As soon as Ducky says it, I get this feeling in my stomach like I’ve swallowed a fossilized hair ball or something. “Why would we do that?” I ask slowly.
“Well, the whole crew is going,” Ducky says. But he’s kicking a rock while he says it. He won’t even look at me. “Jennie and Leo and Greg and Malikah . . .” He counts them off on his fingers. In my head I’m pairing them off in the most logical combinations. Why all our friends suddenly feel the need to mingle with the innies and dance in circles with their hands on one another’s waists is beyond me, but I’m not on board.
“So who’d be your ‘date’ in this madding crowd? Malikah?”
Ducky clears his throat. “Uh, no,” he says.

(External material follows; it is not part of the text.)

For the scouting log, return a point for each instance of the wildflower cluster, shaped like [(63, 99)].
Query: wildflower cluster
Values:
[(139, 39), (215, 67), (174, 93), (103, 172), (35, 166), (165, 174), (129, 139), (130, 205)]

Okay, I swear I’m not operating on dial-up here. I know that boy plus girl plus spending lots of time together can sometimes lead to one or more of the involved parties falling for the other one. And I think—I’ve thought it for a couple months now, actually, ever since I caught Ducky watching me in the mirror while I brushed my hair—that maybe that whole falling thing has happened to Ducky. And that sort of sucks. Because I don’t want to date Ducky. I don’t want to date anyone. I went on one date, once, with Ricky Goldfarb back in seventh, and he tried to kiss me on the mouth, and I bit his lip so hard it bled. Maybe when we’re, like, forty, Ducky and I can fall for each other. Until then I wish we could just keep watching flat pics, playing Jetman, and having contests to see who can launch the foulest moon rockets.
Ducky stops walking and looks at me, and I think for a second that he might say it—an awkward, stumbling declaration of love that up and ruins our whole friendship.